At my Home Counties Grammar School in the 70's, some of the teachers wore gowns and some didn't. And a pretty accurate equation that could be applied is;

Gowned = Strict, distant 

Tweed/corduroy jacket = we're-basically-all-the-same-really-I've-just-been-learning-longer-than-you approach

Though sometimes my normally jacket-wearing music teacher for example would suddenly stroll in with a gown and insist on referring always to Lord Britten, and being generally scathing about Chopin - I think it was a mood thing really with him.

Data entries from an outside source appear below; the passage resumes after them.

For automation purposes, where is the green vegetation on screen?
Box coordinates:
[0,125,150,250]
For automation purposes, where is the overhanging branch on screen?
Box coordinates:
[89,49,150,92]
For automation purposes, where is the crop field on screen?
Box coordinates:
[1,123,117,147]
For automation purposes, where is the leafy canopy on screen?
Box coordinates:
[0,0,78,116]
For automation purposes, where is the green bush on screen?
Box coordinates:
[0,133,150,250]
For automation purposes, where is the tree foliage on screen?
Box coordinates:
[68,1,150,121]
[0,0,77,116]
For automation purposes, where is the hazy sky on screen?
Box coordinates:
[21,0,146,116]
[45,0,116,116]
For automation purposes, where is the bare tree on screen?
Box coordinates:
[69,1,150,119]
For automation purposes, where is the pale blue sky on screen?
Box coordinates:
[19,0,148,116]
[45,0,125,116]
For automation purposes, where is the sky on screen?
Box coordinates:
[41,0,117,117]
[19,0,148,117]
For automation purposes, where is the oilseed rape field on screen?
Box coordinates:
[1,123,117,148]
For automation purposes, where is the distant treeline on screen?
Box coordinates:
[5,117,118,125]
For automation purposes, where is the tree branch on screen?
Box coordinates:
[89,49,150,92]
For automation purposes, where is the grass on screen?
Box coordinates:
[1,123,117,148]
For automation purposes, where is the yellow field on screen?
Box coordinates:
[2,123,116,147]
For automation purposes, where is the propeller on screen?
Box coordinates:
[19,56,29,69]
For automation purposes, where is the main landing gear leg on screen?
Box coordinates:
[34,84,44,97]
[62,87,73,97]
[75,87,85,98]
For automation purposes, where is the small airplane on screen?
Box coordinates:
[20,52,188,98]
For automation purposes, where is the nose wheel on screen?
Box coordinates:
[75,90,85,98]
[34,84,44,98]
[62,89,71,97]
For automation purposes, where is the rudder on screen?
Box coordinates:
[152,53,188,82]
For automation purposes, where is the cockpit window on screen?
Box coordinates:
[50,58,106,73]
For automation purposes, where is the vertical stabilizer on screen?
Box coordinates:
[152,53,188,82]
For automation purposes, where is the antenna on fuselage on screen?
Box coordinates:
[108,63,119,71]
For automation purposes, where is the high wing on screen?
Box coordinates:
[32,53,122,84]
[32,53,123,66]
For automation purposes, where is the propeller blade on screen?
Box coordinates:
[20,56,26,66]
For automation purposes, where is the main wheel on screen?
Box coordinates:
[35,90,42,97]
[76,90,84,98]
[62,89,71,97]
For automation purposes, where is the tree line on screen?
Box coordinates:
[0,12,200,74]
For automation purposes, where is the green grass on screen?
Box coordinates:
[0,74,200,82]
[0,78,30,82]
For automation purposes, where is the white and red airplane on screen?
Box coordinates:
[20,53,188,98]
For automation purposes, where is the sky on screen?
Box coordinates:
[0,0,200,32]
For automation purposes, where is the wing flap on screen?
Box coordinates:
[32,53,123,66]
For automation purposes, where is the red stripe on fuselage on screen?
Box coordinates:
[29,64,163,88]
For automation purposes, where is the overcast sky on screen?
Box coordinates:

I was generally quite happy at school, even though somewhat troubled. I found the teachers to be generally fair (though that was not everybody's experience) but there were low points such as when I had been rehearsing the combined orchestra of the boys and girls school to conduct Schubert's Unfinished Sym in a concert for the parents, I was very excited because I think it is true to say that I was the first pupil to have been offered the chance to do this, but at the last moment, my music teacher pulled me out and said I couldn't do it because I had been rude to him.

In fact I had been sarcastic not about him, but about his favourite pupil, but in a place where a lot of people heard my comment, and he was furious with me. And although there were protests from my parents and other teachers (and pupils) he refused to change his mind. He could be quite horrible and moody like that, but actually in the end it didn't stop me from quite liking him and admiring him.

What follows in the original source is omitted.